The fight over science funding: Congress vs. the OMB


The 2025 project document has described additional ideas, such as eliminating scientific research to EPA, something that has since produced. He also suggests that the search for climate change solutions is part of a “partisan political program”. Thus, its hostility to scientific results has spread far beyond the biomedical fields.
But what about the congress?
It is prudent to conclude that this faction, which now directs the government, considers science and scientists as ideological opponents and actively seeks to reduce their number, both by putting current subsidies and eliminating the financing of educational programs.
What had been less clear was if the congress had adopted a similar perspective. In the past, the financing of science had benefited from large bipartite support. Even in cases where the Republican presidents have tried to reduce research for budgetary reasons, the Republicans in the Congress did not go, in many cases, joining the Democrats to provide scientific agencies budgetary increases.

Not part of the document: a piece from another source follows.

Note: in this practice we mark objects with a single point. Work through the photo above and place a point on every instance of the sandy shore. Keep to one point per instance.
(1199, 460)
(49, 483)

However, this seemed to be ended this spring with the passage of Trump’s budgetary plan in 2026 by congress with almost uniform republican support. This passage made the massive cuts of science proposed by Trump the official policy of the United States, which seemed to indicate that the era of Bipartisan support was over.
But the American budget process is somewhat eccentric, involving two stages: the first is the passage of a budget which presents the plans to spend money, and the second is the real appropriation of the funds. And, while the Republicans voted according to the parties of the parties to support Trump’s priorities in what was called the major bill, the Senate, during the credits process, behaved as if it were back to the Bipartite era, the committees choosing to finance scientific agencies at levels similar to the 2025 budget adopted under Biden.
Upcoming fights
The new independence of the congress with regard to science comes with some warnings. The first is that these credits voted above all took place in votes of smaller committees, rather than before the complete Senate. This support may be withered when votes with higher profiles will take place. Although these specific financing choices would probably receive generalized democratic support in the closely divided Senate, there is a good chance that these will be grouped other budgetary priorities which limit or eliminate the will of the Democrats to continue. And then there is the question of whether this bipartite extends to the house, where the shorter terms in power have tended to lead to a room with a much greater population of radicals.